DLIO Config Generation
----------------------
End-to-end pipeline that converts a directory of raw DFTracer logs into a DLIO
training-loop YAML configuration:
- **trace_loader**: pulls the ``AGGREGATION`` column family (re-attaches the
merge operator at open time) and synthesizes per-rank sample arrays from
per-(pid, time_bucket) entries.
- **BarrierSimulator**: simulates one DLIO training run across the captured
ranks/steps, scoring an end-to-end duration, rank variance, and ``fetch.block``
CDF similarity against the empirical trace.
- **optimizer**: sequential momentum loop refining the ``max_bound`` percentile
on the fitted sampler to minimize simulator E2E error.
- **yaml_emit**: renders single distributions or Gaussian mixtures into the
DLIO ``train.computation_time`` / ``reader.preprocess_time`` schema.
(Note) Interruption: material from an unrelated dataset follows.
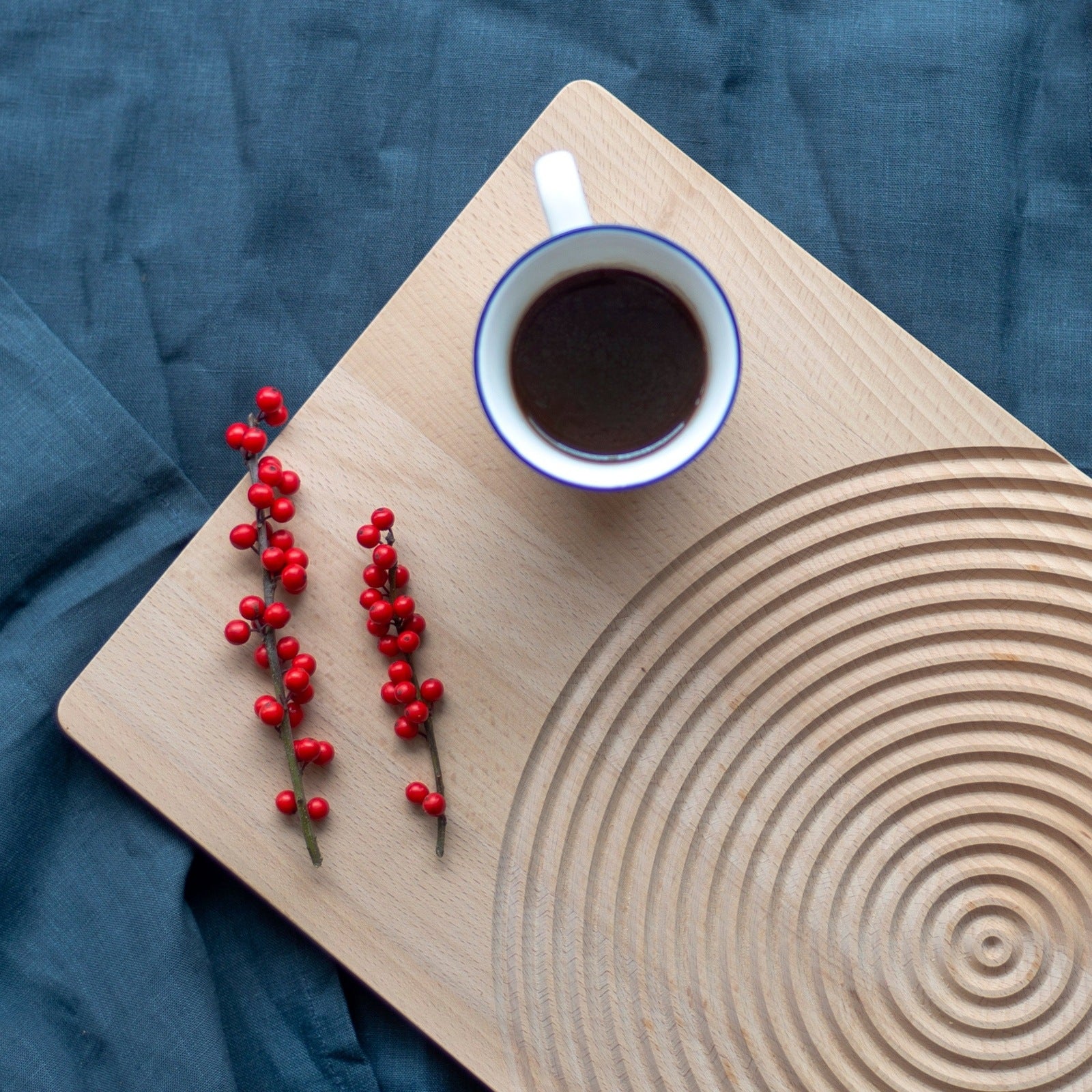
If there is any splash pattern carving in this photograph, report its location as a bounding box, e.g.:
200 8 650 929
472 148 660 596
493 449 1092 1092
See :doc:`/utilities/dlio` for the API and ``dftracer_gen_dlio_config`` in
:doc:`/cli` for the user-facing binary.
Indexing
--------
Advanced indexing utilities for fast trace queries:
- **Bloom filter cache**: Thread-safe bounded cache for deserialized bloom filters with file-level and chunk-level keys
- **Chunk statistics**: Per-chunk aggregates including event counts, timestamp ranges, and duration distributions
- **Predicate filtering**: Efficient multi-dimensional filtering for view queries on dimensions like time range and duration bounds
Views and Predicates
--------------------
Query views on DFTracer traces with multi-dimensional filtering:
- **PredicateFilter**: Efficiently filters events by dimension sets, time ranges, and duration bounds
- **Supports multiple predicates**: Match events against OR'd lists of predicates
See :doc:`cpp_api/utilities` for the full API reference.